Nov 10

Home finance – yes it is still available in Australia and at good rates

Published in mortgage brokerhome loan financehome financecheap home loan by Vicky Edema
If you are in the market for home finance then the best bet is to speak with a mortgage broker who will have access to a wide range of home finance product and will be in a position to recommend the right home finance for you. Once an experienced mortgage broker has discussed your home finance needs with you and ascertains whether you prefer home finance with all the “bells and whistles” or rather just a basic home finance loan then he or she will be better able to suggest a few good home finance options for you.

Currently in Australia, banks and other lending institutions, including non-bank mortgage managers are still approving loans for those wanting to purchase and who require home finance to complete the transaction. With the world global credit crunch and the government responses to this we have seen interest rates for home finance dropping rapidly. The government around the world are keen to keep consumers and home buyers in the market. Without people buying consumables and property the economy will grind to a halt and we risk a recession. Fortunately governments world wide are addressing this by reducing interest rates which in turn makes for some very attractive home finance packages. Interest rates are now below 7% p.a. and are likely to drop further so when considering home finance it is probably wiser to stay in a variable rate. It is important than even your basic home finance provides you with an option to fix as at some point rates will “bottom out” and when they do it will be worth considering fixing at least a portion of your home finance debt. Discuss these options with you mortgage broker so that he knows what home finance will best suit you.

Another feature in your home finance that is important and usually comes with even the basic variable home finance packages is the ability to make extra repayments without penalty and to be able to access those extra payments in the future by way of a redraw feature. This enables you to save interest on your home finance in the long run because you can apply any surplus cash you may have to an extra repayment but if required for any reason in the future then you can redraw it. Interest on most home finance is calculated on a daily basis so whenever you reduce the principal sum under your home finance you are saving interest – the lower your outstanding balance at any time, the lower your interest will be under your home finance loan.

Sometimes a basic home finance loan will not allow you to split your loan into two accounts.
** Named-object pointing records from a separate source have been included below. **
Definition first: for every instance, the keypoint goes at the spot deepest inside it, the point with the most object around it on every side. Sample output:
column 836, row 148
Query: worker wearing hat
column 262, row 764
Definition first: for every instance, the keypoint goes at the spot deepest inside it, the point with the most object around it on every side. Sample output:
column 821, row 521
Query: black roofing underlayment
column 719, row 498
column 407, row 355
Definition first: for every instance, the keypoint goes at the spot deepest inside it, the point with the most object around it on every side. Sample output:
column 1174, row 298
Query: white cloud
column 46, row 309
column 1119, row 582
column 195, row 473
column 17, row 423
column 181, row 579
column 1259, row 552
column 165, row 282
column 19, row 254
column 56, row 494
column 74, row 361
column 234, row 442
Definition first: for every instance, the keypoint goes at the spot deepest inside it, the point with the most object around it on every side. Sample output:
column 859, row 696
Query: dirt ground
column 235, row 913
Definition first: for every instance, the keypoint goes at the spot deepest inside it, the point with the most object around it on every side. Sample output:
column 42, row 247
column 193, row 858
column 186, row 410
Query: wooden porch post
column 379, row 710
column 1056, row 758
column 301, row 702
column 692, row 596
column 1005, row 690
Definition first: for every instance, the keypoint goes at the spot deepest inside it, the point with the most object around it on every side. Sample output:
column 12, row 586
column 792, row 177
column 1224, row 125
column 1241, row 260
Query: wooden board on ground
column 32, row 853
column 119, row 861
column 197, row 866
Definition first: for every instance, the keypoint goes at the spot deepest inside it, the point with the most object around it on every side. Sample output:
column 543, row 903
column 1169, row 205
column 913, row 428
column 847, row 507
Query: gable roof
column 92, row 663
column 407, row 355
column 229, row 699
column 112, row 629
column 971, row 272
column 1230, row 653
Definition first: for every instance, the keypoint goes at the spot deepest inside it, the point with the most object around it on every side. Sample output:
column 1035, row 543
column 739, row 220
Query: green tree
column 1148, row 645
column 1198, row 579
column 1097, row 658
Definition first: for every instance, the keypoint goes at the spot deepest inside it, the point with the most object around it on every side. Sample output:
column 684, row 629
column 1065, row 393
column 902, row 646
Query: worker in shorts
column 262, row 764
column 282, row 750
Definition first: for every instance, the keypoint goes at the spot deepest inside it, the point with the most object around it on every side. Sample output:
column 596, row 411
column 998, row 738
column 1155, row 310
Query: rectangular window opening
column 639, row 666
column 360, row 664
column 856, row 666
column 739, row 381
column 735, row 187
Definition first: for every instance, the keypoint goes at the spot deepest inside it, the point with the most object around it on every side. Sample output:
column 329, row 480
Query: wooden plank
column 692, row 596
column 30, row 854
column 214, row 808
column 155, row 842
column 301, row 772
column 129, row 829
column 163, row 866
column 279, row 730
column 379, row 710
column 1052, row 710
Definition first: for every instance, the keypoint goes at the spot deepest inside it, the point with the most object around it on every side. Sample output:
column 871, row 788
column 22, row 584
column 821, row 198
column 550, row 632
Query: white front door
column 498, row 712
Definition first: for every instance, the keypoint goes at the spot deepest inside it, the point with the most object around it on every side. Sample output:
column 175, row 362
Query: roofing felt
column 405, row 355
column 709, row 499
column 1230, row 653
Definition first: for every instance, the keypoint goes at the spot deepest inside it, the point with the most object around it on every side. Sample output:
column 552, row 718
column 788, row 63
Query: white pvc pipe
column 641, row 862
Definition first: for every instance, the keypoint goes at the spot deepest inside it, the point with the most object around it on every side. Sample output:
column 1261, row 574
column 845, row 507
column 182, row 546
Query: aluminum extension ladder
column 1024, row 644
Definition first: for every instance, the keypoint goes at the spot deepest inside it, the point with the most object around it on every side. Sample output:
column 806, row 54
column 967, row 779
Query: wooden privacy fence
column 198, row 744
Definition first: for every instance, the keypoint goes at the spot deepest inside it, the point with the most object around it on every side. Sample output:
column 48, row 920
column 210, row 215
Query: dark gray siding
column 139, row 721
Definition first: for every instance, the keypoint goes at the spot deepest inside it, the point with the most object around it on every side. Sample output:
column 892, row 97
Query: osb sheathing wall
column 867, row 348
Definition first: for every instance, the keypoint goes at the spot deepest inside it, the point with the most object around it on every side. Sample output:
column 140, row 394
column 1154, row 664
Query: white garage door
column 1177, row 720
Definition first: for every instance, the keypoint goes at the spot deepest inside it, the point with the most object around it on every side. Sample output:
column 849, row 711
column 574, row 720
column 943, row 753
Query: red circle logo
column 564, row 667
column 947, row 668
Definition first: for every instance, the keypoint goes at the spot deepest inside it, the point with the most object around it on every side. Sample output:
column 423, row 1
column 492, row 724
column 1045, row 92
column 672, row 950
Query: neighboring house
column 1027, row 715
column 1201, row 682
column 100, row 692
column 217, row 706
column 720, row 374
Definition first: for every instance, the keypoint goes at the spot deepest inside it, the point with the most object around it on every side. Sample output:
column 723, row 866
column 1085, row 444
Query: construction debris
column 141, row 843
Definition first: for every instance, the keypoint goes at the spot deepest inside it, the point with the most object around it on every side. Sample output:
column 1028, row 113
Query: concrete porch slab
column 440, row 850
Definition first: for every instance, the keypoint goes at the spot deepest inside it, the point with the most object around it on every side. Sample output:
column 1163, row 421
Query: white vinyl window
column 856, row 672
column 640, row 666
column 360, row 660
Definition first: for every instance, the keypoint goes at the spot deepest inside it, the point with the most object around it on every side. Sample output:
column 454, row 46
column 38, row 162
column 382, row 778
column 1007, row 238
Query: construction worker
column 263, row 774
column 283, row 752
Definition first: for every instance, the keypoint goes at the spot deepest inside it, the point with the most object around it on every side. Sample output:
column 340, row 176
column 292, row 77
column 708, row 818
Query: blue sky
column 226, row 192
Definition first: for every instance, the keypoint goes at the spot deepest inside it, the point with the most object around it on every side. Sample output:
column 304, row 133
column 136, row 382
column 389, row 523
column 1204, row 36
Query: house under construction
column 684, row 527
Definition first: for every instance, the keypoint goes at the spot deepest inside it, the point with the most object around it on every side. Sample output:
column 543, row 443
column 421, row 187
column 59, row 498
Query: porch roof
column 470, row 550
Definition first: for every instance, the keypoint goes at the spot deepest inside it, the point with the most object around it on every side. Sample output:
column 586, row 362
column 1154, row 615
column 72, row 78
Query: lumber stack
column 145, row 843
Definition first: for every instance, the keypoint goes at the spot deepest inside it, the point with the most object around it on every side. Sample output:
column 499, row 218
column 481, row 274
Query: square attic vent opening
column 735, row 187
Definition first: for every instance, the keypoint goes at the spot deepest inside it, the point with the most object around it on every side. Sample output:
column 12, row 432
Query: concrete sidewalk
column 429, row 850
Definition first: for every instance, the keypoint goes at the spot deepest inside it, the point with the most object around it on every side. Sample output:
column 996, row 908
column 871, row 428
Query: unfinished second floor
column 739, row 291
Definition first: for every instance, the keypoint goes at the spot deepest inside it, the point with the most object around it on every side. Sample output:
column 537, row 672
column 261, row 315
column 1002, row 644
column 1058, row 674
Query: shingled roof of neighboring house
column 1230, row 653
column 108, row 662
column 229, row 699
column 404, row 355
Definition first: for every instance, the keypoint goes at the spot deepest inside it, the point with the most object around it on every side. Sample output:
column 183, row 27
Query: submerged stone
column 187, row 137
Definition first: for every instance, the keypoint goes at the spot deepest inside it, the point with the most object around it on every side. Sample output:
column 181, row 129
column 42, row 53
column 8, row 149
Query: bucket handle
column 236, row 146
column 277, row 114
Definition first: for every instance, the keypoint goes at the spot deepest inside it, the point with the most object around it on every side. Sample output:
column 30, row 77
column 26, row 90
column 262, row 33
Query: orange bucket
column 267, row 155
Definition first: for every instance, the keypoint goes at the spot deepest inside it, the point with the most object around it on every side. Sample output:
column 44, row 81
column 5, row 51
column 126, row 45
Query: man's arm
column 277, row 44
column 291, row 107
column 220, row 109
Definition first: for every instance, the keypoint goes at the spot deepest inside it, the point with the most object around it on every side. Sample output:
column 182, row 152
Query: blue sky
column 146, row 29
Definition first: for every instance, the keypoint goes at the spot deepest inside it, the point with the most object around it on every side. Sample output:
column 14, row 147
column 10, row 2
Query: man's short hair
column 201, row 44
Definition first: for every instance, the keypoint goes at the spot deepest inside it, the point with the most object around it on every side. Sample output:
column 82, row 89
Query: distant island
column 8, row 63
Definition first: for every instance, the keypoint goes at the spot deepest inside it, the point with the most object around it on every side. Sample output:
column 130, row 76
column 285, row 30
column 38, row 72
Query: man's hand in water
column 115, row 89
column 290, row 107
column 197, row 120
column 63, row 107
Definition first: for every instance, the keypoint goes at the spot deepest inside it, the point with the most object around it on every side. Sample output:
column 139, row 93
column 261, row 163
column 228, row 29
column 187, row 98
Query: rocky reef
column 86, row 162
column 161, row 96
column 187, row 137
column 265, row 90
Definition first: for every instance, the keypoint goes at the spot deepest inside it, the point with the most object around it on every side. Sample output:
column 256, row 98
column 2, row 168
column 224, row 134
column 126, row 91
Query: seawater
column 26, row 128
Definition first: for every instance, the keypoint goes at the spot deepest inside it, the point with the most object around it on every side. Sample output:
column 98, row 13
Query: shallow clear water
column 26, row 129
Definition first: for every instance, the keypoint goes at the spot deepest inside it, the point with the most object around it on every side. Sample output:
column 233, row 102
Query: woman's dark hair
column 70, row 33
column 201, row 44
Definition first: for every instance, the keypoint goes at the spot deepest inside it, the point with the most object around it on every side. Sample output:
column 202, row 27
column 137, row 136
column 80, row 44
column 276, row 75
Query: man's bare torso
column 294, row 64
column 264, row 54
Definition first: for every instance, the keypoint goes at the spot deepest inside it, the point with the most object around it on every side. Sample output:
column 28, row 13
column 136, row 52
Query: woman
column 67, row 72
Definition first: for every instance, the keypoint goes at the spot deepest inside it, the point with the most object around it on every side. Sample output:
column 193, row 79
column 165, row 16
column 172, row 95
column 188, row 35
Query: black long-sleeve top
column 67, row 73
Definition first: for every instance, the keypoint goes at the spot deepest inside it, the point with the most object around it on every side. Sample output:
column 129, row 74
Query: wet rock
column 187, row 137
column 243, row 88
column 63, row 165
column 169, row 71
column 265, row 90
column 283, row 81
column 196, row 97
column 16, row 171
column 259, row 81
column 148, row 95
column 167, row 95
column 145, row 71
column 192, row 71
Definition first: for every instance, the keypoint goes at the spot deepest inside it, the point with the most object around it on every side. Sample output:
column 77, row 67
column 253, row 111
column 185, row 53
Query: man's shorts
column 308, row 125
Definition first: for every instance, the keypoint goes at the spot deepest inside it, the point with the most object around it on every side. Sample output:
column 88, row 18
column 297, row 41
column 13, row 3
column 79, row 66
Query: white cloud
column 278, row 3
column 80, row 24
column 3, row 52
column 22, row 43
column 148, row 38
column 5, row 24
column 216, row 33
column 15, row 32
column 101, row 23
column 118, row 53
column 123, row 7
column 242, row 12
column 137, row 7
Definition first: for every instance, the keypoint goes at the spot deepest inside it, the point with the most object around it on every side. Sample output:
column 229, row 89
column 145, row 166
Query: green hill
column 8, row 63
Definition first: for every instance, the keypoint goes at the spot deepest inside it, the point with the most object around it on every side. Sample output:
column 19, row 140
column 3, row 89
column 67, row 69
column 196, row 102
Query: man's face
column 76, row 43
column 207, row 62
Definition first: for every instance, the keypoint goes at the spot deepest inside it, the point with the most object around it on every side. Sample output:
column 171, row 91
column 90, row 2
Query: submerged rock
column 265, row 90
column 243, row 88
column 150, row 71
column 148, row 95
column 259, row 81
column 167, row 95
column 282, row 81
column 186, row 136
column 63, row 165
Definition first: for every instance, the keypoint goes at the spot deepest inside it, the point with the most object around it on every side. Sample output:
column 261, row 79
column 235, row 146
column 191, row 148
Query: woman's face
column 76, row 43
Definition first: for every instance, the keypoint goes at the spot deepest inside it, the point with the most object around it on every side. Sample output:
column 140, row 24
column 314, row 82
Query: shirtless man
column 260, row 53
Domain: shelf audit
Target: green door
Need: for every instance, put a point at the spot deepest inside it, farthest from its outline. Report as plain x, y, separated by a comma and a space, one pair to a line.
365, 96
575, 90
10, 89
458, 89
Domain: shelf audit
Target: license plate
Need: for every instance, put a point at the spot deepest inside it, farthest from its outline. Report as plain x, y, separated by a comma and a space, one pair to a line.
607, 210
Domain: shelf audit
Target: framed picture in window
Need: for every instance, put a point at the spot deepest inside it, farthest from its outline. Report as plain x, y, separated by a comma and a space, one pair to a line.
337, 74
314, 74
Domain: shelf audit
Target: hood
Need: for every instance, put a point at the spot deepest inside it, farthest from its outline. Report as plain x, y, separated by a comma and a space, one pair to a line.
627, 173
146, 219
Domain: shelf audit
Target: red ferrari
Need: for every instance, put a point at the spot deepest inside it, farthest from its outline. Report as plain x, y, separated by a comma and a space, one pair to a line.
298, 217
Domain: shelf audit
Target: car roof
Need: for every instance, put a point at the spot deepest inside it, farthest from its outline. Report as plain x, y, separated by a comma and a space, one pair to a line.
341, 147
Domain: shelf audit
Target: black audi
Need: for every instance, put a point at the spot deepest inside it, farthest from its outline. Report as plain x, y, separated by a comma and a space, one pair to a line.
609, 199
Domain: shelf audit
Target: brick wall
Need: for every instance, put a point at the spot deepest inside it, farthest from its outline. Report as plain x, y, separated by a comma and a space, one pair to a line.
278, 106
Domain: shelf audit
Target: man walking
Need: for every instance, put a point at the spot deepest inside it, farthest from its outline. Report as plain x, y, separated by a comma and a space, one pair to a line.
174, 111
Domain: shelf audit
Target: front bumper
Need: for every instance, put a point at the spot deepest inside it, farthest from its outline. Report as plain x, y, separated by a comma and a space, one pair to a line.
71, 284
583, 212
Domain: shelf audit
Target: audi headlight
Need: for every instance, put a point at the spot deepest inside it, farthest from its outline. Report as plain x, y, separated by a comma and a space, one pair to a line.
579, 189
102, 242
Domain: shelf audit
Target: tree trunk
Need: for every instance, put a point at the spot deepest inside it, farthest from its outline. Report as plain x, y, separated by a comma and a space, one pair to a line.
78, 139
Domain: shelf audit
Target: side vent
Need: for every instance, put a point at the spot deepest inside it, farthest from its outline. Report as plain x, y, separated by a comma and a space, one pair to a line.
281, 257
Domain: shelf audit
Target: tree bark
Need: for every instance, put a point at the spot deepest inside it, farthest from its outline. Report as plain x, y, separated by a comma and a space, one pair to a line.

You are restricted to one single home finance loan. While this may not be a concern when negotiating your home finance, in the future it could become an issue if you want to increase the loan and use that increase for investment purposes. It is important that you do not mix your personal home finance with your investment loan finance. The Australian Taxation Office has strict rules on the treatment of extra payments to what it calls “mixed accounts”. Under any home finance arrangement that includes both personal and investment loans any extra repayments must be apportioned between both the home loan and the investment loan portion. This means that rather than applying all of an additional repayment to the home finance you must pay some of it towards the investment loan – this is not tax efficient and should be avoided at all cost.